The grass fed was grass-fed, beefy, with a bit of a chew, fairly
nice, but I thought it needed the sauce. Lilli liked it a lot, as
the flavor profile was very familiar, and she's into very familiar.
The 49-day dry aged USDA Prime was not to her taste - it's a
little cheesy (a proper aged steak has an almost Camemberty
aspect, goes well with wine) with a soft and almost squishy texture
going on towards powder. I'm used to this and don't mind it, so I
gave her most of my grass-fed in return for most of her Prime.
"Wagyu" is of course not Wagyu but some kind of crossbreed between
Black Angus and some kind of black Japanese cattle. It is nicely
marbled to American tastes but a joke by Wagyu standards. Snake
River claims to use some kind of modified Asian upbringing, but
the texture is so different that I call bull. That said, it is
amazingly tender and great-tasting, could be the best beef a lot
of people have ever had (as it should be for $10 an ounce), but
in no way is it comparable to the real thing.
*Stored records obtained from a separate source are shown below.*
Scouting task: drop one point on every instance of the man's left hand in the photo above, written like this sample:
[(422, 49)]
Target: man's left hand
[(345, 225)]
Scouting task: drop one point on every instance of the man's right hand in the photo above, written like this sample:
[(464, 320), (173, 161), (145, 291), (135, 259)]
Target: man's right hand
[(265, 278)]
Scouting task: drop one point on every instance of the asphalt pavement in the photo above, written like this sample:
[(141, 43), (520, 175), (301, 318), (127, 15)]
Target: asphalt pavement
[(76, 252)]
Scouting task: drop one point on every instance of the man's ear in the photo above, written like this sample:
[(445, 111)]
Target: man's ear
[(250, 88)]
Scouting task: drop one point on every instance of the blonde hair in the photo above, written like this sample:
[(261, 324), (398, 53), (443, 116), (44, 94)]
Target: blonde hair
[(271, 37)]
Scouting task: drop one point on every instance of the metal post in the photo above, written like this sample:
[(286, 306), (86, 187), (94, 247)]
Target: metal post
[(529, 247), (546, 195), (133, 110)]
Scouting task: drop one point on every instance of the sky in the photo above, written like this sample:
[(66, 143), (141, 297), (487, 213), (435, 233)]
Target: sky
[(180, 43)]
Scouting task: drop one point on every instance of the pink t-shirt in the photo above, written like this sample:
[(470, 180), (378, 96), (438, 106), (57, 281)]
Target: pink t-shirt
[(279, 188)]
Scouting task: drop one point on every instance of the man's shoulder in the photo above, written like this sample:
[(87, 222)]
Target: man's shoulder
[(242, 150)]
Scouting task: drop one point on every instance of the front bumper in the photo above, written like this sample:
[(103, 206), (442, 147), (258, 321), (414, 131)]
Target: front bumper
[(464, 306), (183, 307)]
To give an example,
I could easily scarf down a pound of this; with a real A4 or A5
Japanese steak, 5 oz would almost undoubtedly be my limit, and
when I've had a 3 or 4 oz serving it's been perfectly satisfying.
It was her birthday, so I gave Lilli extra of mine.
The sommelier, an MS named Conor, was there to cater to our needs.
I saw something to like for not awfully too much money, the 2017
Artemis Cabernet, the favorite wine of Stuker, the world's premier
frequent flyer (last time I had enough of it to bathe in it was at
a party of his), but what they'd just gotten a shipment of was the
2018, which costs and apparently is worth $20 less a bottle, so
I rejected that. We chatted a little, and he apparently deemed us
worthy of his own value choice, the Gramercy Cellars Lower East
Cabernet (Columbia) 16, made by a fellow Master Sommelier
(genuflect, genuflect), a nicely peppery wine with lots of dark
fruit and some clove notes, a pleasant yeastiness, understated and
nice with the meat.
I didn't see anything special on the dessert list, so I had a glass
of Royal Tokaji 5 Puttonys 13, which was surprisingly light - more
like Sauternes than what I think of as Tokay. It was medium sweet
or maybe a little more, well botrytized, apricotty and pineapple
flavors.
Chocolate cheesecake bites came out as a birthday present; nice
dark chocolate flavor, a topping of salty graham cracker crumbs.
==
UA 540 DEN SAN 1745 2112 739 8BC
was 1559 DEN LAX 1600 1730 739 21AC
and 5435 LAX SAN 1845 1935 E75 7CD
So we loaded up in Denver and discovered right around
takeoff time that there weren't any brakes; in due time they
offloaded us. We hightailed to the club and had the helpful
agent reschedule us on the nonstop, which would get us in
only a couple hours later than scheduled, the only penalty
being a day's parking fee. Okay, since it was unlikely that
if we stuck with our original flight, we'd have twiddled
our thumbs almost as long and ended up in LA long after our
connection had left, which would have meant either waiting
until next day (okay if they paid for the hotel room) or
getting cabbed to San Diego, a lengthy annoyance. The
flight we ended up on got us back with moments to spare on
our grace period, so we sailed out of there without having
to pay for that extra day's garaging.
All told, the trip cost approximately what our last blowout
birthday celebration did, only this was a long weekend in
Denver, and the previous one had been ten days in Turkey
including dinner at the (former, burned down, restored)
palace of (former, assassinated) Sultan Abdul Aziz.